Well then, you will all get along famously, she thought. She pushed away feelings of guilt. She wasn’t going to admit to an admirer of Titus Quinn that she planned to make short work of the Rose. Tai would go, if she could arrange it. He’d have a short life. Likely it would be quite intense.

She gave him the translation, and he wrote it in his tablet.

The excitement from her day of discoveries was wearing off, and she leaned against the burrow wall, feeling nauseous. Just a little sleep, and she’d be able to work. Her throat felt like she’d swallowed thumbtacks. Best to get to the Tarig soon and have a look in their bag of medical tricks. Closing her eyes, she slept.
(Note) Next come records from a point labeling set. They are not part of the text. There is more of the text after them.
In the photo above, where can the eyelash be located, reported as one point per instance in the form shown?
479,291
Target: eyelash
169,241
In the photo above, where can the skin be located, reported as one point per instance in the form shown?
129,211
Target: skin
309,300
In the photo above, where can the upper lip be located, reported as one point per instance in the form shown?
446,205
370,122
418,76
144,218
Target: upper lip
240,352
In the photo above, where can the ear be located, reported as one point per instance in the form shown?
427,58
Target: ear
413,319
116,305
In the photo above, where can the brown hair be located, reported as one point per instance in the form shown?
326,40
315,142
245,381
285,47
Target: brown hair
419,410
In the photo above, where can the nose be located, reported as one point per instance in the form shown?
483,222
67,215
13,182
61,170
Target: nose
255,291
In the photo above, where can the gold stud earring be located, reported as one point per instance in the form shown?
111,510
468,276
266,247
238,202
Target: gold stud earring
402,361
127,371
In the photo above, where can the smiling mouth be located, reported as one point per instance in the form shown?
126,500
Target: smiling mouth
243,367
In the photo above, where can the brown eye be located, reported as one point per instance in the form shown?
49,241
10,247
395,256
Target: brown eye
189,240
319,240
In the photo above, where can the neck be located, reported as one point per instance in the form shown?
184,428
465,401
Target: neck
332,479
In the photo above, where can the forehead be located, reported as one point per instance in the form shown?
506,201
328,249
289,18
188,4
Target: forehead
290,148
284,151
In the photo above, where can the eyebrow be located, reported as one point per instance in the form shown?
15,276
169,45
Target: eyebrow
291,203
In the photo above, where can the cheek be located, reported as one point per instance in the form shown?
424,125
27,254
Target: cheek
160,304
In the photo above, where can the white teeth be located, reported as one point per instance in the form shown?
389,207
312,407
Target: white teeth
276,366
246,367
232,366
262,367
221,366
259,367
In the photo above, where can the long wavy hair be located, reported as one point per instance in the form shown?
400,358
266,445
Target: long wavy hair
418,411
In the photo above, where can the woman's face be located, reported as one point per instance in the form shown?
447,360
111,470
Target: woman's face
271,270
Tai woke her up, urgently. She snapped awake, thinking of pursuit, of giant, thin
mantis lords
. . .

“It’s at the porthole!” he whispered.

She turned to look. Something . . . something was out there. She stared at it. Nothing could be in the sea.

“A rivitar,” Tai whispered. At her look of incredulity, he continued, “I don’t know what it really is, but morts call it a rivitar. I’ve seen it once before.”

It was a cube about one foot square. Images flickered on every side of it; faces of the sentients of the Entire. Helice and Tai stared it, transfixed. The sides of the cube appeared to stare back.